Benny Benedict suddenly had enough of the Wildeblood high-IQ set. He wandered out on the balcony, to look at the stars and wonder, half-drunkenly, why he was so depressed.

After three years the question still came to him when he had too much booze aboard:
Why me?

Which was selfish and maudlin. The real question should be:
Why my mother?

Or, more to the point:
Why anybody?

The world must be mad, that we go on living like this, and tolerate it. The primordial jungles were probably less dangerous than the streets of any city in Unistat. Was this the resultant of the long struggle upward from the caves—a world more frightening, more full of hatred and violence, more bloody than the days of the saber-tooth?
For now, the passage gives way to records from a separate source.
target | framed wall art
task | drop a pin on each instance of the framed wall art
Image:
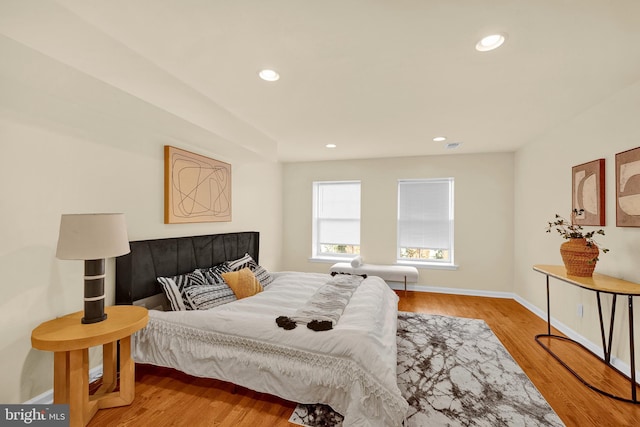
(628, 188)
(588, 193)
(196, 188)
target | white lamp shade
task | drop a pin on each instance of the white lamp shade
(92, 236)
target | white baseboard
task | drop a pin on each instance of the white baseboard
(47, 397)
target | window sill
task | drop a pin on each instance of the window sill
(330, 260)
(429, 265)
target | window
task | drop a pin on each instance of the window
(425, 220)
(336, 218)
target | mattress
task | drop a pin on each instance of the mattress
(351, 367)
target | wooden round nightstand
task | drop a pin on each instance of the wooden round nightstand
(70, 341)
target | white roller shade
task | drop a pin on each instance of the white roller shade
(425, 214)
(338, 212)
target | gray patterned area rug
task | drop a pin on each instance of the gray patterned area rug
(454, 372)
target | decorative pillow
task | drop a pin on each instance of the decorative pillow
(261, 273)
(243, 283)
(174, 287)
(209, 296)
(214, 274)
(173, 294)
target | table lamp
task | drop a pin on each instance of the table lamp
(92, 238)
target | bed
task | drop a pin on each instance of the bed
(351, 367)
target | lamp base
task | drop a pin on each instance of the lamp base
(94, 291)
(86, 320)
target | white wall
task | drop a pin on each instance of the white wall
(543, 188)
(73, 144)
(483, 214)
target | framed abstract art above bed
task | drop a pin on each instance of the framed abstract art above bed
(628, 188)
(588, 193)
(196, 188)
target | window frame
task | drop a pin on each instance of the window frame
(316, 250)
(435, 263)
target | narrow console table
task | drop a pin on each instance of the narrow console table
(70, 341)
(599, 283)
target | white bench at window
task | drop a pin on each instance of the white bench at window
(388, 273)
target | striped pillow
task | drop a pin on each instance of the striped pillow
(261, 273)
(174, 288)
(214, 274)
(209, 296)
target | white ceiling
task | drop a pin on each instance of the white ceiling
(379, 78)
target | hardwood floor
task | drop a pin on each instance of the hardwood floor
(166, 397)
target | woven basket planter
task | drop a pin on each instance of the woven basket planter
(579, 259)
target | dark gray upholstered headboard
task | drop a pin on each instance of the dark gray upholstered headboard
(136, 272)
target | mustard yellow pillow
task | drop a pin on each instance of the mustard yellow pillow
(243, 283)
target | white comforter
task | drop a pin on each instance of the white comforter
(352, 367)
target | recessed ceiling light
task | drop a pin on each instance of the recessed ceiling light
(491, 42)
(269, 75)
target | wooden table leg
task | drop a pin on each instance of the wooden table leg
(61, 377)
(127, 379)
(109, 368)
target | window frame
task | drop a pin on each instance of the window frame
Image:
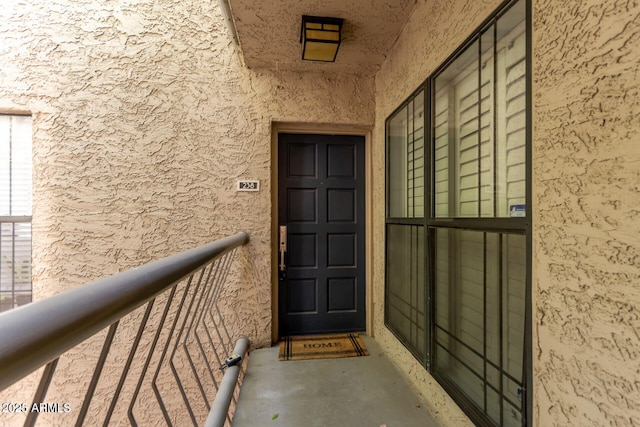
(13, 221)
(503, 225)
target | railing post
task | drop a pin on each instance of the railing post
(220, 408)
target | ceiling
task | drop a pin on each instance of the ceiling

Every time I look at the TV news at seven, he thought miserably, I end up feeling this way before midnight. It’s almost as if they’re afraid somebody might have a flicker of hope or a good opinion of humanity (at least in potential) or a brief moment of delusory security. Every night, to prevent such unrealistic moods, they have to remind us that the violence and brutality is still continuing.

With a shock, Benny discovered that he was weeping again, silently, guiltily, privately. He had thought he was past that.

So much for booze as a tranquilizer.

He fought against it. It was self-indulgence, disguised self-pity actually. He dabbed his eyes and tried to think of something else.
Om mani padme hum, Om mani padme hum …

“Nice night.” An Unidentified Man had walked out onto the balcony.

“You don’t feel the smog up here,” Benny said, embarrassed, wondering if he had gotten rid of the last tear before this stranger had seen him.

The Unidentified Man looked up at the stars, smiling slightly. He was good-looking enough to be an actor, Benny thought, and at second glance he did look remotely familiar, as if his face had been in the newspapers sometime. “The stars,” he said, “don’t they get to you?”